A week ago, in the post London, i wrote that i will be going to the Scritti Politti gig on February 5 next week Friday. I have a ticked, i booked the bus and a place to spend the night, only a block away from the Roundhouse.
I did write about a dream i have in The world and the people.
I gave these drawings away, twice. First time i gave them to Iris, who was my friend when i made these. She is actually on the first drawing. The girl dancing with the yellow hat. After a time she gave these drawings back to me. Maybe because, if i remember correctly, i was looking at the drawings a lot when i was at her home.
The second time i gave them to Femke. She gave them back too. I don’t remember what she said. But i have the feeling she felt it was too much.
After that i kept these drawings. I actually almost forgot about them. Until the sledgehammer moment. I got them out of the cupboard. I made a photo of the seventh card, which has only text on it, which is the last part of the song A little knowledge by Scritti Politti.

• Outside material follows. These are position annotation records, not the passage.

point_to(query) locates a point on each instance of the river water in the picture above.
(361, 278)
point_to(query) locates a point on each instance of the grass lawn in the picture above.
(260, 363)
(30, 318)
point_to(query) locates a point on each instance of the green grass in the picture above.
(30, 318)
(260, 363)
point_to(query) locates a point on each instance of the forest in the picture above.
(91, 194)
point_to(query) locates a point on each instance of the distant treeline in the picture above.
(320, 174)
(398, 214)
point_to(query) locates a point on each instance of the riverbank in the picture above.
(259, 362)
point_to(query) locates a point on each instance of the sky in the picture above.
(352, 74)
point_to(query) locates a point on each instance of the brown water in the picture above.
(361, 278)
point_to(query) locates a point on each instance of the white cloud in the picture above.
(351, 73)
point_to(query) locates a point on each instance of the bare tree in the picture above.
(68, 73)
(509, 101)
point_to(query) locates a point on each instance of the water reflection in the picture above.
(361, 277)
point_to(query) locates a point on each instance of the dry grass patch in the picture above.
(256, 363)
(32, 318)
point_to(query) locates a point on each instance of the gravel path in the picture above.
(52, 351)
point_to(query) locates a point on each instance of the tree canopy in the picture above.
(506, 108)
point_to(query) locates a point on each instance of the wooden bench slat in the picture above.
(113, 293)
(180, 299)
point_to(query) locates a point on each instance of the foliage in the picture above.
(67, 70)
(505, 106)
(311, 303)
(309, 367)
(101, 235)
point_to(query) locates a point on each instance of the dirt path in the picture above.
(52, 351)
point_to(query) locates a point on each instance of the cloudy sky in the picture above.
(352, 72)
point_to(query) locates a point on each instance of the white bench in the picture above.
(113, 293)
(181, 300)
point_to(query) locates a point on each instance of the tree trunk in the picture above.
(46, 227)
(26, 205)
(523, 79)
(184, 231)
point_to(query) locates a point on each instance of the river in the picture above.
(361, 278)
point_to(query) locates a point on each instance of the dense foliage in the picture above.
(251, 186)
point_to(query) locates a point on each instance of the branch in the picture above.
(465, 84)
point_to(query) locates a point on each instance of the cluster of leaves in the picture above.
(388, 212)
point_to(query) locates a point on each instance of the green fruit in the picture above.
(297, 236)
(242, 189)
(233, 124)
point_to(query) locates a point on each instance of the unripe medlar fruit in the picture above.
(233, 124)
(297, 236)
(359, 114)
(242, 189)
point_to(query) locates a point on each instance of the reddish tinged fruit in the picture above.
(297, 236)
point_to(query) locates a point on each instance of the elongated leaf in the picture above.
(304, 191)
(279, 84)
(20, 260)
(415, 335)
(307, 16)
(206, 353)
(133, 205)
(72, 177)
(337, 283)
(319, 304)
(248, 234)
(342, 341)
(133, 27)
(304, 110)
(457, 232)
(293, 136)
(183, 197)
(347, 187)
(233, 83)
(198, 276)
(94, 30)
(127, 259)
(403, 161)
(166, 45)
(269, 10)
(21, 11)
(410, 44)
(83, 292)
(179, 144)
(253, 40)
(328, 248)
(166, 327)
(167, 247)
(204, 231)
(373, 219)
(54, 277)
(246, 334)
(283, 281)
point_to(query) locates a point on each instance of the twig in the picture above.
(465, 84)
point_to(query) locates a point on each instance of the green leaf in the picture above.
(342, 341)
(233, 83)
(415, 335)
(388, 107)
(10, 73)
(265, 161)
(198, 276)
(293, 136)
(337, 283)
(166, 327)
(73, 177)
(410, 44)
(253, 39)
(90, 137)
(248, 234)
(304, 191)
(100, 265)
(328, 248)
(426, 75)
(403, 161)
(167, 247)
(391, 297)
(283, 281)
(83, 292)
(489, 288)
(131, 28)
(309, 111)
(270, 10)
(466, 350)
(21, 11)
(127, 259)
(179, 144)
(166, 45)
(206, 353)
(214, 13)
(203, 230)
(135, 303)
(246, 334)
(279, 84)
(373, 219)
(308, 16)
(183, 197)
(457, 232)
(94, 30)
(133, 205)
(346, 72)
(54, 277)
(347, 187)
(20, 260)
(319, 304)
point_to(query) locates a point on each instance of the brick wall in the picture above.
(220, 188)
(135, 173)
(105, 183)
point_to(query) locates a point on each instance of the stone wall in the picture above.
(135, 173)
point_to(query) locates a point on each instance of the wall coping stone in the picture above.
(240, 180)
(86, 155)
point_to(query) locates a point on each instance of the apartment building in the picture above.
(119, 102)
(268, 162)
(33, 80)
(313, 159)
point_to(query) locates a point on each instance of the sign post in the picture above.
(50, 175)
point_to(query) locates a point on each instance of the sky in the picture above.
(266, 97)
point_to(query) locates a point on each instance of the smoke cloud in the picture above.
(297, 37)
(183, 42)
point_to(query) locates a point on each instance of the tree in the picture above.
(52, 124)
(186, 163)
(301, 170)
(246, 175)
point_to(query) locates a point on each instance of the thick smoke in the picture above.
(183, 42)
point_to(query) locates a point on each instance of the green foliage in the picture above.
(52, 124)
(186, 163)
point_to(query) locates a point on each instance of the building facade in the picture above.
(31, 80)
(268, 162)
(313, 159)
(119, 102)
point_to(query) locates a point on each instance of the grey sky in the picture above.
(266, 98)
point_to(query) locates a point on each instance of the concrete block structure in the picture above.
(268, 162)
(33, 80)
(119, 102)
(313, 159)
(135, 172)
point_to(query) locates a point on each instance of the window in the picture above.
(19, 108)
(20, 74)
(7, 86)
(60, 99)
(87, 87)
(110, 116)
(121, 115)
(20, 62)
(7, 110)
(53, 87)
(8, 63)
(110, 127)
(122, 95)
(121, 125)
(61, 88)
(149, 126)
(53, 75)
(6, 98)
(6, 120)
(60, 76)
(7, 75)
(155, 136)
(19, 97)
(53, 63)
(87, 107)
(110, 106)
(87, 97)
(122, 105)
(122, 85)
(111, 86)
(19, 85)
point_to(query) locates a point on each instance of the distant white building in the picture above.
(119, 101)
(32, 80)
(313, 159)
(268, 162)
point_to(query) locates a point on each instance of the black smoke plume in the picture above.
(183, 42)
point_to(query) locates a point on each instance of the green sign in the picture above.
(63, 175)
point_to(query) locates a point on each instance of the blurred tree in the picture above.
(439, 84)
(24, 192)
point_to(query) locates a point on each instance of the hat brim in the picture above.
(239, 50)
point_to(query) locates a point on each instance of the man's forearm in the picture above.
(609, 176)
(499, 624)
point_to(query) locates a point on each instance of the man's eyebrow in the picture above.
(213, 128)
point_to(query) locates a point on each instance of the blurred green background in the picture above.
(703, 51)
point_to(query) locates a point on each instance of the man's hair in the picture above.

I always felt that i shouldn’t keep these drawings. I was actually thinking of giving them to Green in 2006. I talked about this idea with friends, who advised against it. I do think they were right, then.
Now, I actually would like to give these drawings to Green.
No strings attached. Well, apart from my crazy dreams, but hey!
This could go many ways. First, of course, is that nothing will happen. Which seems most likely to be honest. But i hope not. And there are of course a million other ways this could go. Yes, i have thought about this too! For many many years. And its scary. Yes. But i do feel i gotta do this. To sort of liberate myself? Maybe? And i know i could let it go. Which is what i said two days ago. No i won’t write. No no nononono. I have my pride. I’m not gonna do this.
But every dream i have comes to this point. And i can’t get around it. I always get stuck. I change things, twist them, but it always happens. And i don’t know why.
I’ll miss my drawings. But i do think they will go to a good home.
I will take the drawings with me. I will try to talk to Green. I will try to give these drawings to him. I don’t know if he will accept them.
I could fail hopelessly.
I hope i will keep myself together. Sometimes i think that it is just a small thing. These are simply small drawings i made almost thirty years ago. But to me they are not small. They have been a part of my life for all those years. And their meaning has grown for me.
I did write to Rhodri, who is in the band, in November 2014. I did send links to the pictures with that e-mail. He would ask Green about it, but warned me that he was not very good in replying to e-mails. He never did.
This is difficult for me. I hope i can make this work, somehow. I know i have grown over the past year. That will help me.
I am scared, yes. I don’t see how i could not be. One part of me wishes this was over and done with. Another part wishes to run away and lead my own life. Another part wants to stay here at home forever. But even though this is scary, i know i will go to London and i will try to give these drawings to him. I can only hope he will accept them.